Multi-Dimensional Parallelism Supported by FastMoE
===

_这篇文档懒得写中文版了. 在获得来自社区的贡献前, 请自行谷歌翻译._

FastMoE now supports almost every popular way to train models in parallel, and any combination of them.
Below shows all possible group of processes that a process may get involved.
Users can enable them by simply assigning communication groups in either FastMoE or external codebase that uses FastMoE.

![](parallelism.png)

#### Data Parallel

In a group of data-parallel processes, models, including the experts, are replicated across the processes.
To have experts replicated, first, assign `expert_dp_comm="dp"` at `mark_parallel_comm` function of an `FMoE` instance.
(The string `"dp"` can be replaced by another name if you wish).
Then, wrap the MoE module with `fmoe.distributed.DistributedGroupedDataParallel`, 
and set `dp_group` in the constructor to the process group in PyTorch that you wish to perform data parallelism.
By default, the parameters are initially synchronized, unless disabled by `need_sync=False`.
Run `model.allreduce_params` every iteration after backward propagation.

![](fastmoe_data_parallel.png)

#### Model Parallel

In typical model parallelism (maybe called tensor-model parallelism), every single expert is split up.
FastMoE requires the external codebase to implement it by properly splitting the expert module that is provided to FastMoE.
An official example using Megatron-LM can be seen in our adapter.
The `hidden_hidden_size` of FastMoE's transformer module is divided by `k` which denotes the number of model-parallel processes.
In this way, each expert is split into `k` pieces.
Then, an `all-reduce` is performed over the feature matrix externally in the adapter, so that output of the experts is merged.

#### Expert Parallel (MoE Group and Slice Group)

In a group of expert parallel processes, each process maintains different experts.
Processes in an MoE group contain all experts, and in `moe_group`, the input feature maps on the processes are from different samples.
FastMoE performs `all-to-all` to exchange them, i.e. sending each feature vector to the processes that contain its selected experts.

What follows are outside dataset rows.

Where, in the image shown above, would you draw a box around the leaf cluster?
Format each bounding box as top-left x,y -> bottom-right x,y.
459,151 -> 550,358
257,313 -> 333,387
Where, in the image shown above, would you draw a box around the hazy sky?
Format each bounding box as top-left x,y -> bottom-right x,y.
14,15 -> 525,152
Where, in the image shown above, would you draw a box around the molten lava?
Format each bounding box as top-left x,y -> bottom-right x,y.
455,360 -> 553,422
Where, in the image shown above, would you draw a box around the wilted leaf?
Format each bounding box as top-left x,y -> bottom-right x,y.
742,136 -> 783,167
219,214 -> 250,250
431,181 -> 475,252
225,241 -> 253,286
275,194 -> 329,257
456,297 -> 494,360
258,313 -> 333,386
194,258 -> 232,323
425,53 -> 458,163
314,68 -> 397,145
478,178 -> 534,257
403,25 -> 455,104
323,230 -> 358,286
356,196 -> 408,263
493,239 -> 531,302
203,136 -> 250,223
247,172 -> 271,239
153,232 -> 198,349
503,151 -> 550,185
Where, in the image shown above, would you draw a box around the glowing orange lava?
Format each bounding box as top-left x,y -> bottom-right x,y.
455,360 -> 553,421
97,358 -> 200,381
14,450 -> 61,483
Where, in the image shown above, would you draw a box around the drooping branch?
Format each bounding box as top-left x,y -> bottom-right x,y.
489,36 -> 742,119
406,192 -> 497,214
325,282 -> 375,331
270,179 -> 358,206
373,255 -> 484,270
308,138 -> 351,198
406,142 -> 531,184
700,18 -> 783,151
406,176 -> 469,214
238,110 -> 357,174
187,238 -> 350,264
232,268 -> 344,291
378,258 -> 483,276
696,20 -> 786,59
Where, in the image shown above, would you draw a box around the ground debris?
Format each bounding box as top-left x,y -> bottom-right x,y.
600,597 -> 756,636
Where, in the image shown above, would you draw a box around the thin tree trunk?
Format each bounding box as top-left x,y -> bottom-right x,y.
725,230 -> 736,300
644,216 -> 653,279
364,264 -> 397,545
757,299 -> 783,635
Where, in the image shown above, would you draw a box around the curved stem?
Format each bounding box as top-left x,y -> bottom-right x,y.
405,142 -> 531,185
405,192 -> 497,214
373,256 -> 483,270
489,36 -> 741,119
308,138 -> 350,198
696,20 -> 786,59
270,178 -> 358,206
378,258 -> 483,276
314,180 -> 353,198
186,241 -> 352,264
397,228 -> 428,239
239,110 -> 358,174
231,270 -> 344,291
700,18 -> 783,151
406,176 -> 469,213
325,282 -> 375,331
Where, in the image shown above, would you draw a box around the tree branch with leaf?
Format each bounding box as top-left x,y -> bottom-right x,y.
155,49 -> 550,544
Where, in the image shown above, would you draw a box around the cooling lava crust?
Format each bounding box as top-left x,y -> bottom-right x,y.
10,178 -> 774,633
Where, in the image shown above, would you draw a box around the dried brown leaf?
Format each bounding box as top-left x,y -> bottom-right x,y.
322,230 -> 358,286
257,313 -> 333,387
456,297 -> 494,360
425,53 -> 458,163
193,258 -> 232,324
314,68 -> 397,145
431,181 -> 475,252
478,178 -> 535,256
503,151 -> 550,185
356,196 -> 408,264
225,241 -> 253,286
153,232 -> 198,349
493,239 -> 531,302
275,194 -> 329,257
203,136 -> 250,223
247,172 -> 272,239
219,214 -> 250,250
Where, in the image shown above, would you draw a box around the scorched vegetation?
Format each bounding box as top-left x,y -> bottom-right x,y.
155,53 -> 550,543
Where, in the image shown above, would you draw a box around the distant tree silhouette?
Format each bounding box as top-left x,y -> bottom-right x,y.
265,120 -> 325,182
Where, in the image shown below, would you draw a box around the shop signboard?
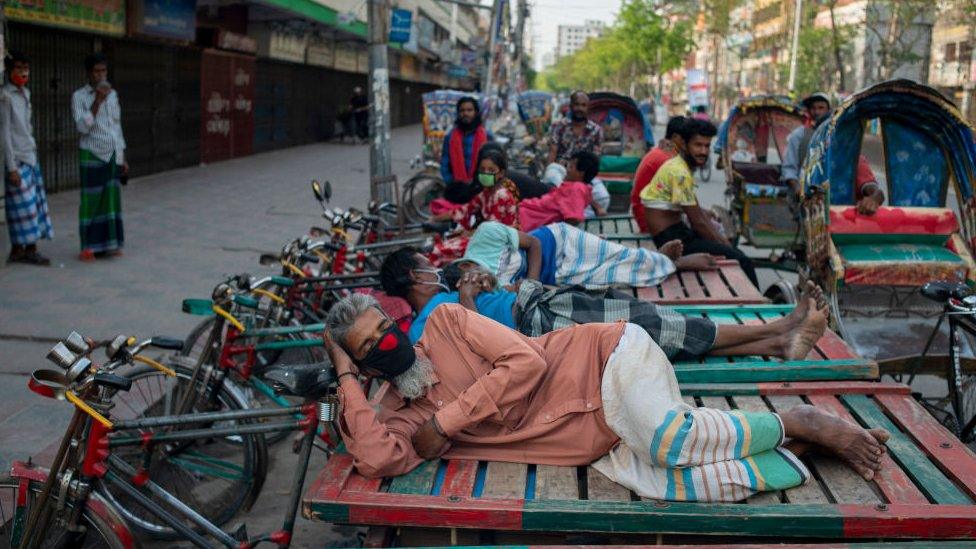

![](fastmoe_expert_parallel.png)

`slice_group`  is a way to adapt typical model parallel to expert parallel.
It assumes that the processes in the group have replicated input feature vectors.
So, each process selects part of the feature vectors (a slice) as input to the `moe_group`,
and perform `all-gather` after the expert-parallel NN operations to produce replicated output.

#### Pipeline Parallel

An MoE layer is a part of any stage.
The external codebase shall handle the communication across stages.
Notice that the `gate` module is replicated across all the process of the above three ways of intra-layer parallelism.
So, for the inter-layer parallelism, users should specify `gate_group` in `DistributedGroupedDataParallel` as all processes in the same stage.

#### Hybrid Parallel

Obviously, any combination of the above four ways of parallel training can be enabled by specifying proper communication groups for `FMoE` and `DistributedGroupedDataParallel`.
Refer to our [ATC'23 paper](https://www.usenix.org/conference/atc23/presentation/zhai) for studies on the optimal selection of hybrid parallelism.